Potential systems with singular $Φ$-Laplacian
Petru Jebelean
TL;DR
The paper studies solvability of a boundary value problem with a singular φ-Laplacian $-lat [ φ(u') ]' = ∇_u F(t,u)$ under multivalued boundary conditions $( φ(u')(0), -φ(u')(T)) ∈ ∂j(u(0),u(T))$. It first develops an auxiliary existence-uniqueness result for a related problem using maximal monotone operator theory, then builds a variational formulation within Szulkin’s framework for convex, lower semicontinuous perturbations to obtain minimum-energy and saddle-point solutions.

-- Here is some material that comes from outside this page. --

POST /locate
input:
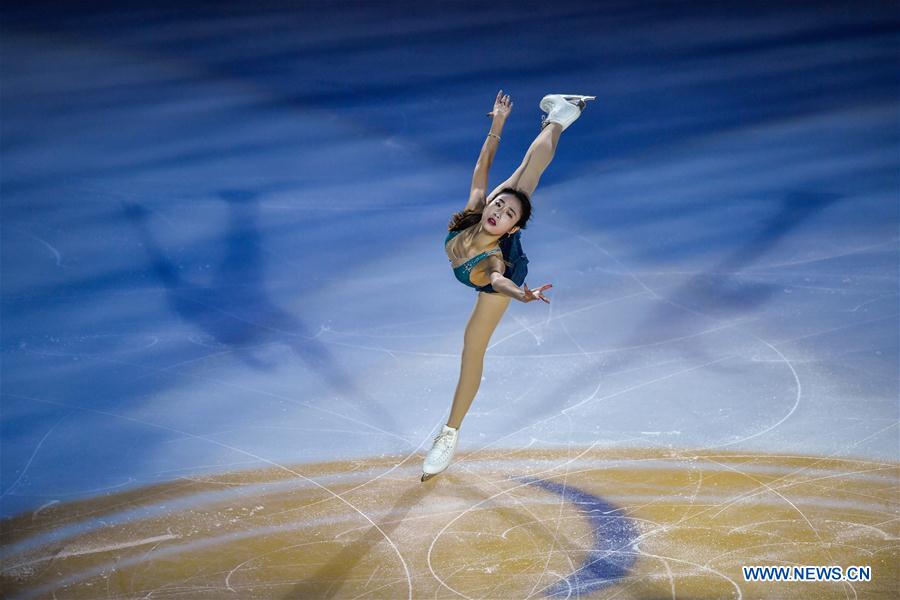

A key contribution is the introduction of an eigenvalue-like constant $λ_1$ that guarantees (PS) and minimization when positive, along with universal existence results for various boundary data (including periodic forcing) and a detailed treatment of semiccoercive cases via saddle-point methods. The results extend the theory of singular φ-Laplacians to a broad class of boundary conditions and perturbations, providing robust existence results and a variational mechanism for both minimum-energy and saddle-point solutions, with concrete examples and an Appendix addressing a geometric normal-cone property.
Abstract
We are concerned with solvability of the boundary value problem $$-\left[ φ(u^{\prime}) \right] ^{\prime}=\nabla_u F(t,u), \quad \left ( φ\left( u^{\prime }\right)(0), -φ\left( u^{\prime }\right)(T)\right )\in \partial j(u(0), u(T)),$$ where $φ$ is a homeomorphism from $B_a$ -- the open ball of radius $a$ centered at $0_{\mathbb{R}^N},$ onto $\mathbb{R}^N$, satisfying $φ(0_{\mathbb{R}^N})=0_{\mathbb{R}^N}$, $φ=\nabla Φ$, with $Φ: \overline{B}_a \to (-\infty, 0]$ of class $C^1$ on $B_a$, continuous and strictly convex on $\overline{B}_a.$ The potential $F:[0,T] \times \mathbb{R}^N \to \mathbb{R}$ is of class $C^1$ with respect to the second variable and $j:\mathbb{R}^N \times \mathbb{R}^N \rightarrow (-\infty, +\infty]$ is proper, convex and lower semicontinuous. We first provide a variational formulation in the frame of critical point theory for convex, lower semicontinuous perturbations of $C^1$-functionals. Then, taking the advantage of this key step, we obtain existence of minimum energy as well as saddle-point solutions of the problem. Some concrete illustrative examples of applications are provided.